Now, t.v. can be a good thing, educational and helpful and all, but I was having
too much of a good thing. It did its job, got me through the first six months of nursing, since Josser would not let me read a book or knit while he was eating. But when we finally couldn't afford it anymore, I wasn't so sad to let the cable go. I figured if I really needed to watch television, we still had the networks, right?
Then came the announcement that all television was "going digital." Anyone hooked up to cable already was fine. The rest of us had two choices; get cable or buy a "box." Since our government knew that the American people might actually riot in the streets if their beloved teevee was taken away, we all have been issued "coupons" by the government to give those of us without cable a discount on a digital converter box.
I refuse to get cable, and I refuse to buy a digital converter box because I don't want to let television back into my life. Mattie and I decided to cancel the cable service to save money about nine months ago, and I will never go back. We can watch whatever we've "missed" on Hulu, making it more of active entertainment-seeking than passive. I know we watch less of it. Every show, cable or network, seems to be available on DVD immediately after the season ends, so Netflix and collector friends are providing us with hours of entertainment.
I really feel that television can become controlling. It is too easy to veg out in front of the idiot box when you have nine billion channels to choose from. Even if there's
nothing on, there's still
something on. So I'm sticking to my guns. No teevee.
I have made a few observations. People I don't
really want to talk to, have nothing to talk to me about. Once we cover the weather, we have nothing more in common to discuss. It may sound evil, but I'm fine with this.
Since The Sprout doesn't watch teevee, he doesn't recognize all the "marketed at kids" crap that is out in the world. My son doesn't know Dora from Adam. He doesn't ask me for fruity-oaty-bars or super-sugar-puffs at the grocery store. He knows not the Disney.

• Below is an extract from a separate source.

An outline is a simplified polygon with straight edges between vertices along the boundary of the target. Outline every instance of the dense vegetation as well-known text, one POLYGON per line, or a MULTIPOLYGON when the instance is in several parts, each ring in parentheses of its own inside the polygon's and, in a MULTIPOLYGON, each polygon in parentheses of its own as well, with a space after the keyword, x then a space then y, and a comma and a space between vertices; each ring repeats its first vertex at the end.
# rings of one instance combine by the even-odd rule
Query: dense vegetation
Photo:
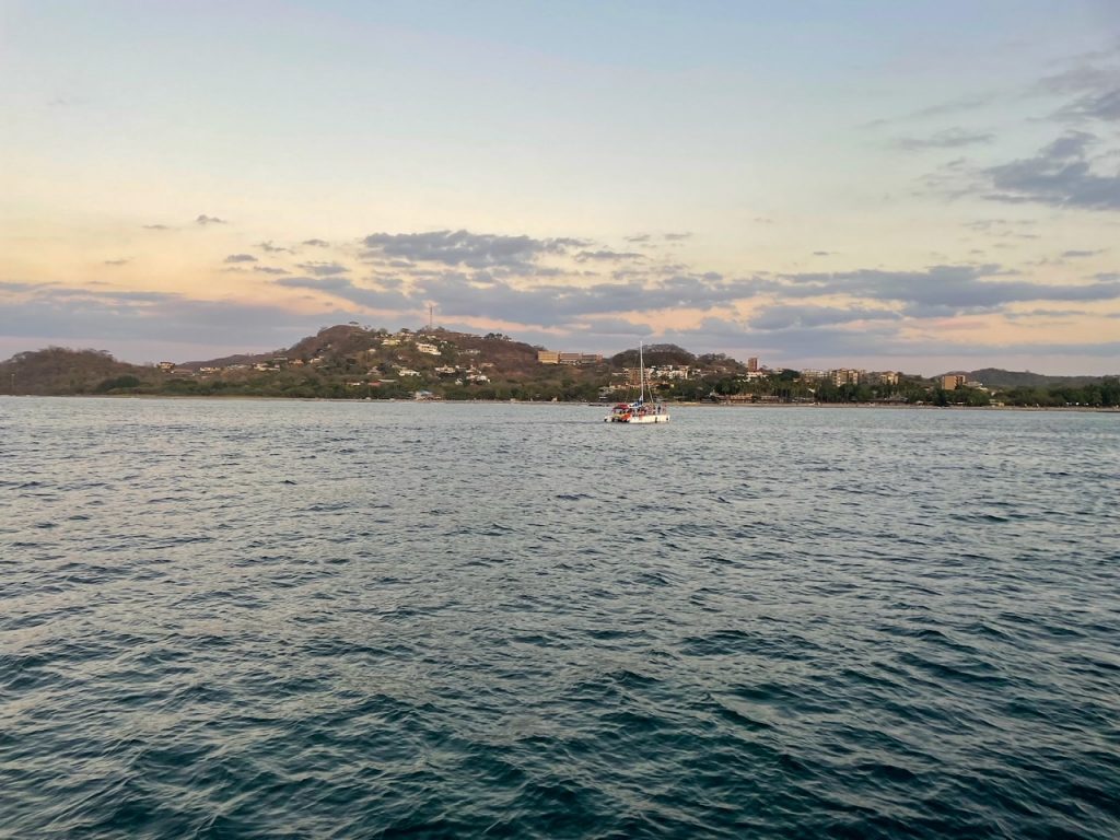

I'm sleeping better. I don't stay up late watching movies, or reality shows or whatever.
I get a lot more done around the house. I don't put off doing something "until the commercial" or "after this is over."
So basically, I don't miss television. I feel better about myself for not buying into the government coupon opiate scam, and I think I'll go spend the forty bucks I would have wasted on the box on a Botanical Gardens membership. That's all now.